Apoptosis inhibition effect of Dihydromyricetin against UVA-exposed human keratinocyte cell line.

UVA irradiation stimulates the production of reactive oxygen species (ROS), which results in oxidative stress, cellular damage, and ultimately, cell death by interacting with other intracellular molecules.
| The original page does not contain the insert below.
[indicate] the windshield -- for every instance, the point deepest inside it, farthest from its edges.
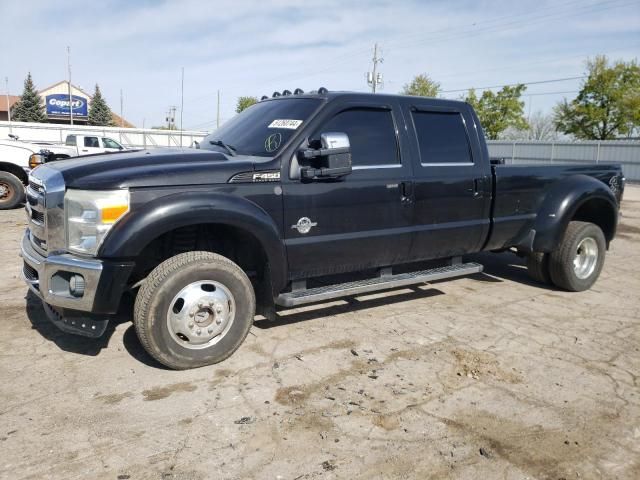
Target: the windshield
(262, 129)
In the present study, we explored the protective role of Dihydromyricetin (DHM,1.25-10μM) against UVA-induced inflammation response and apoptosis in the human keratinocyte cell line (HaCaT cells) and the underlying mechanisms. DHM pre-treatment significantly increased HaCaT cell viability and suppressed UVA-induced production of inflammatory cytokines, as well as apoptosis of HaCaT cells. Moreover, DHM pre-treatment prohibited UVA-induced ROS generation, mitochondrial membrane potential decrease, and the phosphorylation of histone H2AX(γ-H2AX), a sensitive biomarker for DNA damage. Meanwhile, DHM could enhance GSH-Px activity and decrease the content of MDA in UVA ray treated HaCaT cells. Notably, the anti-apoptotic potential of DHM was correlated with an increased expression of anti-apoptotic proteins (Bcl-2 and Bcl-xl) and decreased expression of pro-apoptotic proteins (Bax), as well as the inhibition of caspase proteins activation. Additionally, DHM treatment also prevented the nuclear translocation of NF-κB/p65 and the phosphorylation of c-Jun. N-terminal kinase (JNK), which is an upstream modulator of NF-κB/p65. Therefore, DHM may be potentially useful in the prevention of UVA-induced skin damage.